O Que os Próximos Sinais da Gallup e do Google News Devem Mostrar

A próxima etapa da adoção da IA será julgada pelo comportamento, pela responsabilidade e pelos resultados, não apenas pela conscientização.

O primeiro sinal a observar é se os usuários frequentes se tornam mais positivos ao longo do tempo. Uma única comparação entre usuários e não usuários não pode revelar a direção da mudança.

Medições repetidas da Gallup podem responder à pergunta mais significativa. Se os usuários diários recuperarem a empolgação enquanto mantêm alto uso, o argumento de que a familiaridade gera conforto se torna mais forte.

Se o entusiasmo continuar caindo entre os usuários diários, a interpretação oposta ganha peso. As pessoas podem estar aprendendo a usar IA porque ela é útil ou exigida, não porque confiam em seus efeitos mais amplos.

A Geração Z oferece um teste particularmente claro. Sua adoção semanal se manteve em 51%, enquanto a empolgação, a esperança e a confiança no valor educacional da IA diminuíram. Mais um ano de movimento semelhante mostraria que uso e aprovação se separaram.

O segundo sinal é se as organizações conectam a adoção da IA a melhorias mensuráveis sem criar maior insegurança. As alegações de produtividade precisam ir além da economia de tempo relatada pelos próprios usuários em tarefas individuais.

As empresas devem informar se a IA reduz erros, melhora os resultados para os clientes, encurta ciclos de projeto ou dá aos trabalhadores mais tempo para responsabilidades valorizadas. Elas também devem monitorar retrabalho, estresse, mudanças no quadro de pessoal e confiança dos funcionários.

A Gallup constatou que apenas cerca de um em cada 10 funcionários de organizações que adotam IA acreditava fortemente que a tecnologia havia transformado o trabalho. Esse resultado cria uma referência clara para pesquisas futuras.

Um aumento indicaria que as organizações estão passando de assistência dispersa para processos redesenhados. Nenhuma mudança sugeriria que a adoção continua concentrada em redação, sumarização e outras tarefas isoladas.

A confiança dos trabalhadores deve ser medida ao lado da produtividade. Se a eficiência aumentar enquanto o medo de substituição também crescer, as empresas não terão resolvido a principal tensão.

O terceiro sinal é como as organizações de notícias e as plataformas de descoberta lidam com a verificação por IA. Google news e outros agregadores ocupam cada vez mais o espaço entre editores e leitores, enquanto resumos gerados por IA acrescentam outra camada interpretativa.
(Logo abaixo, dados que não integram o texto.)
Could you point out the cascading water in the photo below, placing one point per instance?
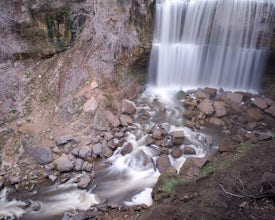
(218, 43)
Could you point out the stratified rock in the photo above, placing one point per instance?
(128, 107)
(126, 149)
(206, 107)
(84, 152)
(177, 137)
(189, 150)
(177, 152)
(259, 103)
(41, 154)
(126, 120)
(90, 106)
(163, 163)
(235, 97)
(84, 181)
(97, 150)
(63, 140)
(253, 114)
(63, 163)
(220, 109)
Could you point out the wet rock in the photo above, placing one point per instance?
(259, 103)
(84, 182)
(212, 92)
(253, 114)
(235, 97)
(126, 149)
(177, 137)
(189, 150)
(271, 110)
(177, 152)
(206, 107)
(90, 106)
(113, 120)
(156, 134)
(84, 152)
(225, 145)
(126, 120)
(64, 164)
(78, 164)
(41, 154)
(64, 139)
(128, 107)
(163, 163)
(190, 102)
(202, 95)
(97, 150)
(220, 109)
(87, 166)
(192, 166)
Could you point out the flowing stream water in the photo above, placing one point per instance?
(214, 43)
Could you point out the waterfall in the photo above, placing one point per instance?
(217, 43)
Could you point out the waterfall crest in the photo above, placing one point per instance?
(216, 43)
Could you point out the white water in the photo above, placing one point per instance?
(127, 180)
(217, 43)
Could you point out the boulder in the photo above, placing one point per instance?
(253, 115)
(259, 103)
(64, 164)
(84, 182)
(177, 152)
(189, 150)
(206, 107)
(97, 150)
(41, 154)
(126, 120)
(190, 102)
(163, 163)
(128, 107)
(90, 106)
(235, 97)
(126, 149)
(177, 137)
(63, 140)
(220, 109)
(84, 152)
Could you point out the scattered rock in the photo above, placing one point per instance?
(163, 163)
(206, 107)
(90, 106)
(84, 182)
(253, 115)
(84, 152)
(259, 103)
(220, 109)
(63, 163)
(235, 97)
(97, 150)
(63, 140)
(41, 154)
(225, 145)
(177, 137)
(127, 148)
(128, 107)
(177, 152)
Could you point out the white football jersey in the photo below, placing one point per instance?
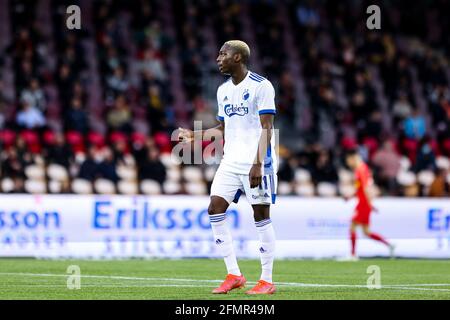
(240, 107)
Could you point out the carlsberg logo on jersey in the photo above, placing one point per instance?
(231, 110)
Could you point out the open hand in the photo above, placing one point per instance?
(185, 135)
(255, 176)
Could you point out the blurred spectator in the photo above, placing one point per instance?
(30, 117)
(155, 109)
(439, 187)
(89, 169)
(387, 161)
(119, 117)
(401, 109)
(414, 125)
(59, 152)
(76, 118)
(324, 170)
(107, 167)
(287, 169)
(12, 165)
(117, 82)
(152, 168)
(35, 95)
(425, 159)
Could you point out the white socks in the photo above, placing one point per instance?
(224, 242)
(267, 247)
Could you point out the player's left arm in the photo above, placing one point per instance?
(367, 189)
(265, 100)
(264, 141)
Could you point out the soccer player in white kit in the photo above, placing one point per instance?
(246, 103)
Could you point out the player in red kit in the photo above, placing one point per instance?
(363, 183)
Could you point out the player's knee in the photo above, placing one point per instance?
(217, 206)
(212, 209)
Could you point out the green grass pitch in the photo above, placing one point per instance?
(195, 278)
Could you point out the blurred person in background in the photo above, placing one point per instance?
(152, 168)
(425, 158)
(89, 169)
(76, 117)
(35, 95)
(401, 109)
(107, 167)
(361, 218)
(30, 117)
(324, 170)
(119, 117)
(439, 187)
(414, 125)
(59, 152)
(387, 161)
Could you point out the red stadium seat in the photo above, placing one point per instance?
(75, 140)
(446, 147)
(371, 144)
(162, 140)
(49, 137)
(30, 137)
(7, 137)
(410, 147)
(96, 139)
(139, 138)
(348, 143)
(117, 137)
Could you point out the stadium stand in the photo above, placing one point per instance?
(92, 110)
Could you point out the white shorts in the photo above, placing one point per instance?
(230, 186)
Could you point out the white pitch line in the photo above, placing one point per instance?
(287, 284)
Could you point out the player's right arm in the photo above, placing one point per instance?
(187, 135)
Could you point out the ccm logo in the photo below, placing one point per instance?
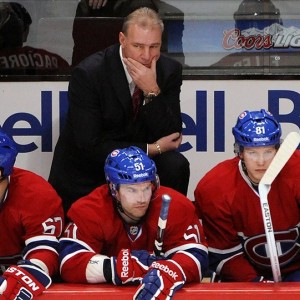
(166, 269)
(23, 277)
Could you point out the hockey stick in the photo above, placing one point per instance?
(283, 154)
(162, 223)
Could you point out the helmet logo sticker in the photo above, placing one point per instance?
(114, 153)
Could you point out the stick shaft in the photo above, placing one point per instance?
(162, 223)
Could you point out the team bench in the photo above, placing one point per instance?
(203, 291)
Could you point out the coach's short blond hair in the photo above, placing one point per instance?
(143, 17)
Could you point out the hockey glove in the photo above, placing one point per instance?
(23, 281)
(161, 281)
(131, 266)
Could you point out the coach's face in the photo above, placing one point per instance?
(135, 198)
(257, 160)
(141, 44)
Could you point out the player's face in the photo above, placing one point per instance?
(257, 160)
(135, 198)
(141, 44)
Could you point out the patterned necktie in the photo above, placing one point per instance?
(136, 100)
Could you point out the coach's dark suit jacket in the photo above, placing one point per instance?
(100, 119)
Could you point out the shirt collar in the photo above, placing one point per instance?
(129, 79)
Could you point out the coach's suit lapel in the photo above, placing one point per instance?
(119, 82)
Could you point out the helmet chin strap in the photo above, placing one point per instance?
(254, 184)
(122, 211)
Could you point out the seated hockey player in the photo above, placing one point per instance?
(112, 233)
(228, 202)
(31, 220)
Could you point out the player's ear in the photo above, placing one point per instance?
(122, 39)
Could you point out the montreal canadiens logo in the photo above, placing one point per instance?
(242, 115)
(115, 153)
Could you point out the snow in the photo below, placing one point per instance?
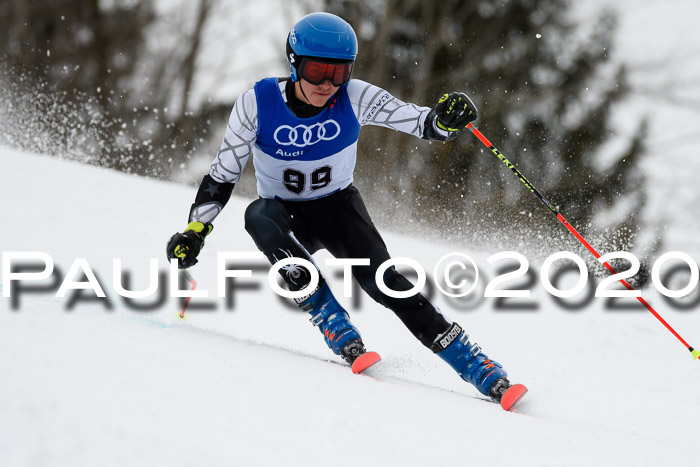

A Gallup constatou que 39% dos americanos perderiam confiança quando a IA fosse usada em reportagens. Apenas 7% disseram que a divulgação, por si só, a aumentaria.

Essa diferença significa que os editores precisam de evidências visíveis de responsabilidade humana. Correções, links para fontes, identificação de autores e revisão editorial têm mais peso do que um rótulo genérico.

Observe se pesquisas futuras mostram maior aceitação quando os leitores puderem examinar as fontes originais. Se as ferramentas de verificação aumentarem substancialmente a confiança, as organizações de notícias terão um caminho viável para a adoção.

Se o ceticismo permanecer inalterado, a reportagem assistida por IA enfrentará um problema mais profundo de legitimidade. Os editores podem ganhar velocidade de produção enquanto enfraquecem a credibilidade que torna seu trabalho valioso.

A lição se estende além da mídia. As pessoas não estão exigindo tecnologia perfeita antes de usá-la. Elas perguntam quem a controla, quem a verifica e quem arca com o custo quando ela falha.

A familiaridade pode responder o que um sistema de IA faz. O conforto depende de seu uso proteger o julgamento humano, a privacidade, os meios de subsistência e a responsabilidade.

É por isso que as conclusões da Gallup importam além de mais um ciclo de notícias do google news. Elas rejeitam a suposição reconfortante de que a adoção resolverá o debate público por conta própria.

Na próxima vez que uma ferramenta de IA entrar em sua rotina de trabalho, estudos ou informação, faça três perguntas. Você consegue verificar seu resultado, identificar a pessoa responsável e recusar o sistema sem sofrer penalidade?

Essas respostas revelarão mais sobre o futuro da IA nos Estados Unidos do que o uso bruto por si só.